Pourquoi se trouve-t-on dans cette situation ? À entendre le président de la République, le Premier ministre et son gouvernement, la faute viendrait surtout de l’extérieur ; c’est ce qu’a signifié le ministre des Finances lors d’une récente conférence : « Vérité sur la croissance européenne d’abord. L’effort de réduction des déficits mené ces dernières années à travers toute l’Europe a continué de peser sur l’activité. De nouveaux facteurs d’incertitude, notamment géopolitiques, sont apparus. »

Si M. Sapin a raison de rappeler que les politiques d’austérité ont leur part de responsabilité dans cet état des choses, il cherche néanmoins à mettre en sourdine, à travers cette référence, la responsabilité de la stratégie et des politiques mises en œuvre en France par les gouvernements et par le patronat depuis plusieurs décennies.

Si les économies européennes, y compris la nôtre, se trouvent dans une spirale déflationniste, c’est à cause des pressions permanentes exercées sur le monde du travail soi-disant pour réduire les coûts et particulièrement les « coûts salariaux », et ce, afin d’améliorer la compétitivité.

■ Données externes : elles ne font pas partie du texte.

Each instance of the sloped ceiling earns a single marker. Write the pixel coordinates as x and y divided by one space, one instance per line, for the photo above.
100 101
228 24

Pour tracer l’origine des difficultés actuelles, il faut remonter à la période de la mise en place de la politique dite de « désinflation compétitive » initiée au début des années 1980. À l’époque, le taux d’inflation avoisinait les 14 % en France.

Le « tournant politique », décidé par le pouvoir en place à l’époque, affichait comme objectif de rendre l’économie française plus compétitive en réduisant les coûts et, partant, les prix ; d’où la notion de « désinflation compétitive ».

Or, cette politique était principalement fondée sur la pression sur le travail (modération salariale, conditions de travail dégradées, chômage et précarité). Elle postulait que pour améliorer l’emploi et l’investissement, il fallait d’abord augmenter les profits. On connaît le résultat : l’appareil productif s’est affaibli, la recherche et les compétences ont été sacrifiées. Cette même logique dominant l’Union européenne et particulièrement la Zone euro, les choix européens ont amplifié la pression sur le travail partout en Europe.

Ces politiques ont donc été de nature à peser sur le potentiel de croissance et d’activité économique, avec des conséquences graves dans le domaine social. Depuis la fin de la Seconde guerre mondiale, le taux de croissance de l’économie française est devenu négatif trois fois : en 1975, en 1993 et en 2009. Il importe de noter que la récession la plus forte (en 2009 où le produit intérieur brut a chuté de 2,6 % en volume) coïncide aussi avec l’inflation la plus faible parmi ces trois dates.

Parmi les choix particulièrement néfastes opérés pendant cette période, il faut mentionner le dogme de faire de la stabilité des prix le seul objectif affiché de la Banque Centrale Européenne (BCE). Pire encore, conformément à la théorie libérale, la modération salariale (et son corolaire : un chômage massif et persistant) a été considéré comme le facteur garantissant la stabilité des prix. Si aujourd’hui, on nous parle du « risque de déflation », la réalité est que nous sommes dans la déflation salariale depuis déjà plusieurs années voire plusieurs décennies.